Изменить стиль страницы

— А вот мне не посчастливилось: я попробовал ее спасти, но мне только проломили голову. Смотрите! — сказал подоспевший с мулами Метем.

— В роще богини Баалтис! — сверкнув глазами, повторил левит, выразительно стукнув по земле посохом. Ты, принц Израиля, наедине в этом нечестивом месте со жрицей, почитающей демоницу! Стыд и срам! Неужели, Азиэль, ты вступил на греховный путь твоих предков — и так рано?

— Прекратим этот разговор, — повелительным тоном произнес принц, — я был в этой священной роде не один и не по своей доброй воле, и пойми, что здесь неподходящее место для оскорблений и препирательств.

— Не могу молчать, — яростно ответил старый наставник. — Между мной и теми, кто поклоняется лжебогам, в том числе и женщинам, их почитающих, — непримиримая вражда!

С этими словами он направился к воротам города, за ним последовали и все остальные.

Глава III

Царь Итобал

Миновало всего два часа, а принц Азиэль вместе со своей свитой, караванщиками и многими другими гостями уже сидел на пиру, который давал в его честь Сакон, правитель города. Пир происходил в большом многоколонном зале дворца, построенного под северной стеной крепости-храма, в нескольких шагах от узких ворот; при необходимости в этой крепости могли бы укрыться многие тысячи горожан. По всему залу были расставлены столы; за ними расположилось более двухсот человек, самые же важные гости сидели отдельно — на помосте в конце зала. Тут находился и Сакон, человек средних лет, полного сложения и с задумчивым лицом, а также его дочь Элисса, несколько знатных женщин и более двух десятков вельможных особ как из самого города, так и его окрестностей.

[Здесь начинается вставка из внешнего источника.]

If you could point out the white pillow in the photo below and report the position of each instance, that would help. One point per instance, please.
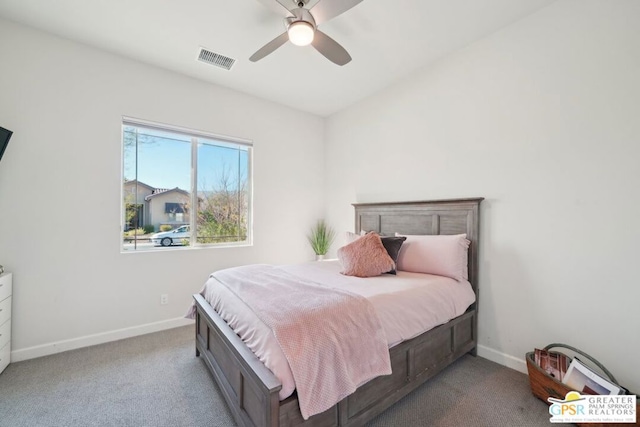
(444, 255)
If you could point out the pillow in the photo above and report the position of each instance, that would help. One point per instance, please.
(365, 257)
(444, 255)
(393, 245)
(350, 237)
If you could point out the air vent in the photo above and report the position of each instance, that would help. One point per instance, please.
(216, 59)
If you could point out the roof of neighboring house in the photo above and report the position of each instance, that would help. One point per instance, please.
(159, 191)
(134, 182)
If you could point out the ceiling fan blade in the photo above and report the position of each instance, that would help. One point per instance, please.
(278, 6)
(270, 47)
(328, 9)
(330, 48)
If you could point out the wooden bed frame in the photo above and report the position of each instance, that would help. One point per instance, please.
(251, 389)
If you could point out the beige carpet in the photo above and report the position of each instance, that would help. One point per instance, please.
(156, 380)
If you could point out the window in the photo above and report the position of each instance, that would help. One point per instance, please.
(173, 178)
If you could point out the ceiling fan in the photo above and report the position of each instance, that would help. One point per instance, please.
(302, 27)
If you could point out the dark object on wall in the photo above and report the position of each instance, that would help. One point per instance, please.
(5, 136)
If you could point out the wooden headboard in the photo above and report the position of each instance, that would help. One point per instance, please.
(455, 216)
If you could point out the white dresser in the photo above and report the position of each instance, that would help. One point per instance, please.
(5, 320)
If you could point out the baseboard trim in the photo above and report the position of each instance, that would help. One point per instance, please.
(89, 340)
(502, 358)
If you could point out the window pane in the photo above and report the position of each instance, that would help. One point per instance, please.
(156, 187)
(166, 188)
(222, 189)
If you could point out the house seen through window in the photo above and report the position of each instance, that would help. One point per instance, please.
(183, 188)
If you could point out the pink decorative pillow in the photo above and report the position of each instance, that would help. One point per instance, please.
(444, 255)
(350, 237)
(365, 257)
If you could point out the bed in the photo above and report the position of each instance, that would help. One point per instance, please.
(252, 390)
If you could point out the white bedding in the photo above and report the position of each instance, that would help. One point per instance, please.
(407, 305)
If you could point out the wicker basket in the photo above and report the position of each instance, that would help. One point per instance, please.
(544, 386)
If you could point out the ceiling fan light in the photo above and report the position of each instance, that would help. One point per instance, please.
(300, 33)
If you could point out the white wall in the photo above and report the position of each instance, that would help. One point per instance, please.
(541, 119)
(60, 189)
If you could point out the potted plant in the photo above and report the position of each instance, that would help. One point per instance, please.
(321, 238)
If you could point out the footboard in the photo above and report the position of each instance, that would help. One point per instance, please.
(251, 390)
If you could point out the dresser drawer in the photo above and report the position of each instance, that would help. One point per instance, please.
(5, 286)
(5, 310)
(5, 333)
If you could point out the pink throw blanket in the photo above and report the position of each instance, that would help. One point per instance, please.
(331, 338)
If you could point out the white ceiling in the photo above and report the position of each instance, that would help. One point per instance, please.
(387, 39)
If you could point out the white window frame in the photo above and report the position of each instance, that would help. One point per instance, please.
(194, 134)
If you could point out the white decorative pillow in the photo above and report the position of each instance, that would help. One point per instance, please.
(444, 255)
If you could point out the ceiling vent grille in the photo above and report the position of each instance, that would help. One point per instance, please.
(216, 59)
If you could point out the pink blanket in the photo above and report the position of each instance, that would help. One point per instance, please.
(331, 338)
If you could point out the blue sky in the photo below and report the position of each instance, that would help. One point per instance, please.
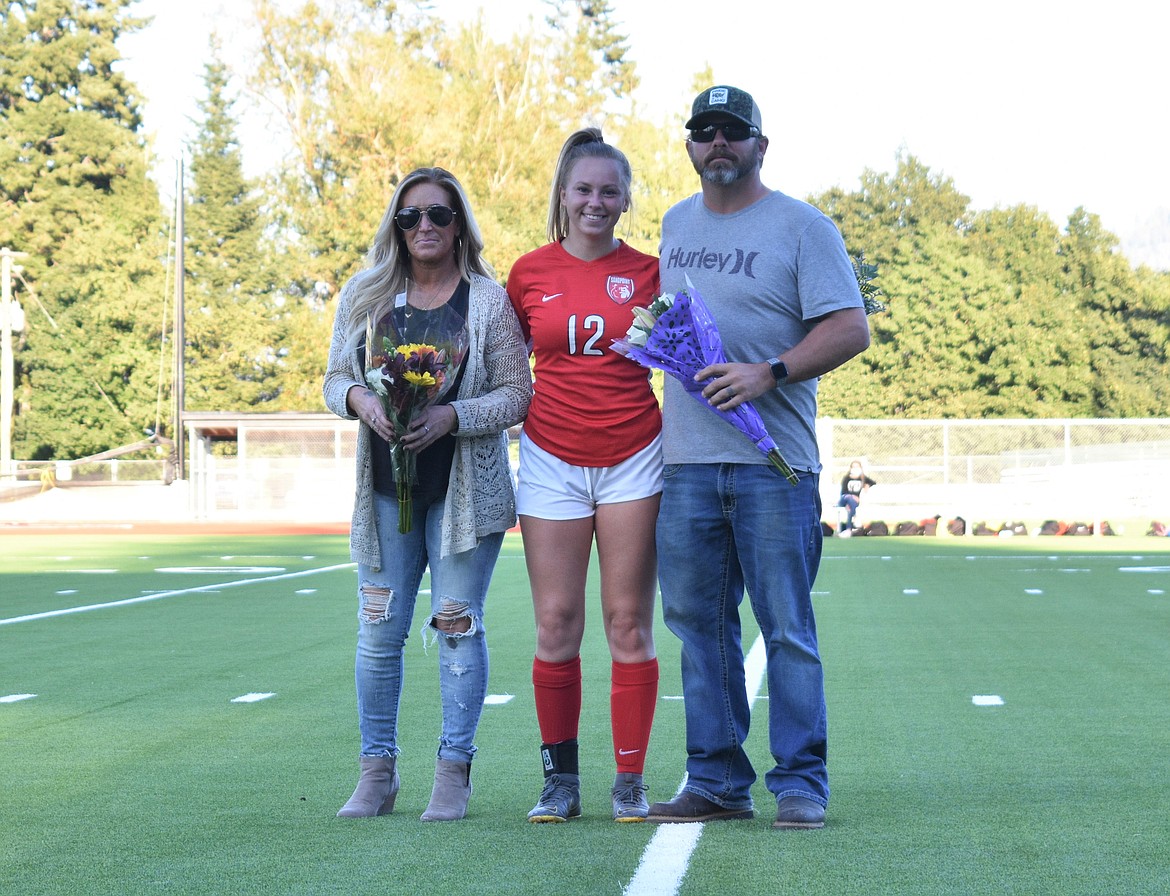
(1047, 103)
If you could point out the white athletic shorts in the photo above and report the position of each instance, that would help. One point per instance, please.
(549, 488)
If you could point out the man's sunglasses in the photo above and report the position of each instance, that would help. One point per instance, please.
(408, 218)
(731, 132)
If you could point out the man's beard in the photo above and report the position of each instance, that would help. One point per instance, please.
(724, 176)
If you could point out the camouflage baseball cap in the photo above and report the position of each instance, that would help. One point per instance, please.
(723, 102)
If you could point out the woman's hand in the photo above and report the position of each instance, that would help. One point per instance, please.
(429, 427)
(366, 407)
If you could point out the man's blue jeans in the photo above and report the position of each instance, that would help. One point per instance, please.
(459, 586)
(723, 528)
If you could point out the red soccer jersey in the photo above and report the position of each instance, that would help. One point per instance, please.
(591, 407)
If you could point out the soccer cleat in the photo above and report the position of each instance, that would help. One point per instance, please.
(630, 798)
(559, 800)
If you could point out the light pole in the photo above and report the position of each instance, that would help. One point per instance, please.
(8, 322)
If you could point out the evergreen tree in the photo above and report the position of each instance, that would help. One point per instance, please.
(233, 323)
(76, 197)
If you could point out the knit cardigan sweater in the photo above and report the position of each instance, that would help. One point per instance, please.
(494, 394)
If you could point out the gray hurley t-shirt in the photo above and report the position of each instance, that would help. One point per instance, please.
(765, 273)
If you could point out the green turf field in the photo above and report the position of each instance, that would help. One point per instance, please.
(132, 771)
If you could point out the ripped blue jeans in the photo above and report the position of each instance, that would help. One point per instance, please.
(386, 597)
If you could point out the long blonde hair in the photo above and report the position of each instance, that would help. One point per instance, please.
(584, 144)
(389, 262)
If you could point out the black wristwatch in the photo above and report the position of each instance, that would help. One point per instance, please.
(779, 371)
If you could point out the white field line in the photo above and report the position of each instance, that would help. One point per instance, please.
(667, 855)
(178, 592)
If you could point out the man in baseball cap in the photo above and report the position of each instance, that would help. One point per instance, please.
(776, 276)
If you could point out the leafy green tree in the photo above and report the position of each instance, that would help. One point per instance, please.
(995, 314)
(370, 91)
(76, 197)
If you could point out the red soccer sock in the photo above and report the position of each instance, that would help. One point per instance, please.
(633, 696)
(558, 698)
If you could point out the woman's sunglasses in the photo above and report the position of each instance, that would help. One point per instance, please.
(408, 218)
(731, 132)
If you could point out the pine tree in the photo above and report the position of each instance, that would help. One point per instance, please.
(233, 324)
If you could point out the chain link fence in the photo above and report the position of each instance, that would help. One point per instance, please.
(1003, 473)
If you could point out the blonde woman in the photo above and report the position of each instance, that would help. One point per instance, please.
(426, 257)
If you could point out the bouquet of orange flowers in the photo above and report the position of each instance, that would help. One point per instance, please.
(676, 335)
(410, 371)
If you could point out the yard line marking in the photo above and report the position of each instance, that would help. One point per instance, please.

Одна из этих важных особ тотчас же привлекла внимание Азиэля, сидевшего на почетном месте, по правую руку от Сакона, между ним и госпожой Элиссой. То был настоящий гигант, лет около сорока; великолепие его наряда, дополненного большой, отделанной необработанными алмазами золотой цепью на шею, говорило о его высоком сане. Смуглый цвет лица свидетельствовал о смешанном происхождении. Это подтверждалось и чертами лица: лоб, нос и скулы были явно семитического типа, а крупные, навыкате глаза и толстые, чувственные губы с не меньшей уверенностью можно было приписать негроидному типу. Он и в самом деле был сыном туземной африканской царицы, верховной владычицы племен, и знатного финикийца и являлся неограниченным монархом и наследственным вождем обширной, с неопределенными границами территории, раскинувшейся вокруг торговых городов белых людей, главным и крупнейшим из которых был Зимбое. Азиэль заметил, что царь — звали его Итобал — явно рассержен и в весьма дурном настроении — то ли недоволен отведенным ему местом, то ли по какой-то иной причине.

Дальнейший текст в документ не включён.